Los carteles de personas desaparecidas se desvanecieron. La policía dejó de venir. Los vecinos dejaron de preguntar. Pero Margaret nunca se rindió. La habitación de Lily permaneció intacta: sus libros en el escritorio, su chaqueta azul detrás de la puerta, su espejo cubierto de polvo.
Cada noche Margaret susurraba:
Cada noche Margaret susurraba:
— Mi hija volverá a casa.
Luego, quince años después, murió Harold.
El funeral fue pequeño. La gente lo llamaba « popa » y « anticuado. » Noé se paró junto a su madre y notó algo extraño.
Margaret había llorado por Lily durante quince años.
Pero ella no lloró por su padre.
Después del funeral, Noah y Daniel fueron a la antigua casa de Harold para limpiarla.
La casa olía a polvo, medicinas y ventanas cerradas. Las pesadas cortinas bloqueaban la luz. Fotos familiares colgaban torcidamente en las paredes. La habitación de Harold estaba al final del pasillo.
Noah entró y sintió frío.
Daniel abrió los cajones mientras Noah se desnudaba. Entonces se dio cuenta de que el colchón parecía desigual. Colchones
Una esquina era más alta que las otras.
Él los levantó.
Primero vio periódicos viejos.
Entonces algo rosa.
El corazón de Noé se detuvo.
Lo sacó lentamente.
Era un pedazo de tela vieja. Descolorido. Sucio. Casi desmoronándose.
Pero en una esquina había tres pequeñas flores blancas.
Bordado a mano.
Noah se hundió de rodillas.
— Papá...
Daniel se dio la vuelta.
– ¿Qué es?
Noé levantó la tela con las manos temblorosas.
— Creo que eso pertenecía a Lily.
Daniel lo miró. Todo el color se drenó de su cara.
Luego susurró:
Luego susurró:
— No toques nada más.
Veinte minutos después, los coches de policía estaban estacionados frente a la casa.
Todo cambió cuando la detective Claire Bennett entró en el dormitorio de Harold.

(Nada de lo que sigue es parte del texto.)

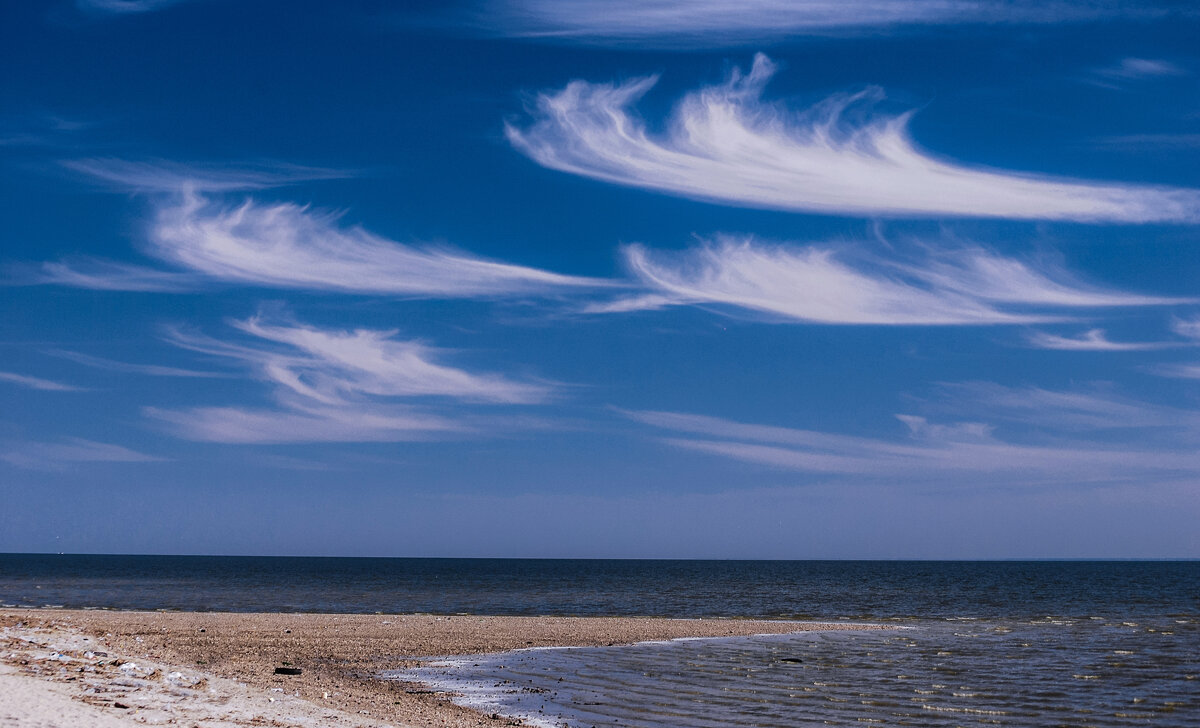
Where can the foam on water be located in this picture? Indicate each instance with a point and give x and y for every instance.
(934, 674)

Ya no era la casa de un anciano.
Era una escena del crimen.
Dann Kam Margaret.
Vio la tela rosa y se congeló.
Ella no gritó.
Este silencio fue peor.
—Eso es de Lily —susurró ella—, hice estas flores con ella.
Horas más tarde, un oficial encontró un cuaderno marrón escondido en una vieja funda de almohada.
El detective Bennett lo abrió.
Su cara cambió.
Luego miró hacia la ventana trasera.
— Hay un cobertizo en el patio — dijo.
Los oficiales irrumpieron en el castillo a medianoche.
En el cobertizo, encontraron una puerta escondida bajo unas tablas de madera.
Y debajo de eso...
Una escalera que conducía a la oscuridad.
Noé estaba de pie en el patio y no podía moverse.